UK-domiciled funds saw their largest ever monthly net outflow in March, as the Covid-19 pandemic “wreaked havoc” on markets, sparking an unprecedented sell-off.
Excluding money market funds, strategies based in the UK lost around £8.7 billion (€9.9 billion) in redemptions, with fixed income taking the hardest hit, according to the latest data from Morningstar.
While equity funds saw a relatively small outflow, investors withdrew a net £5.5 billion from fixed income.
Within equities, there was a pronounced move from active to passive compared to previous months, the data shows.
Passive vehicles received £3.1 billion of inflows, while their active counterparts saw net redemptions to the tune of just under £4 billion.
Bhavik Parekh, associate analyst, manager research, said: “One of the quickest swings into a bear market in history, driven by coronavirus-related concerns over the global economy, caused investor sentiment to turn sour.”
He added that on a relative basis, March’s net outflow was comparable only to October 2008.

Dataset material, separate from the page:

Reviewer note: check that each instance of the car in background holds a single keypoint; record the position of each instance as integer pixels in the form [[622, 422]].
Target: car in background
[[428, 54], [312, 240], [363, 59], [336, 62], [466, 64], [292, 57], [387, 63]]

Alternative and asset allocation funds also saw net outflows – but not at historic highs. Morningstar’s report highlighted that, overall, property funds avoided large outflows as many of them had suspended dealing during March.
Market commentator, Adrian Lowcock, head of personal investing at UK investment platform Willis Owen, said the data makes for unpleasant reading – “but should not come as a surprise”.
“Whilst most sell-offs are unexpected, the extent of the change in outlook is rarely so pronounced as this one. Government action is usually taken to support economic activity, not kill it off, but with large parts of the global economy going into lockdown this is effectively what has happened and investors have understandably rushed to react to events,” Lowcock stated.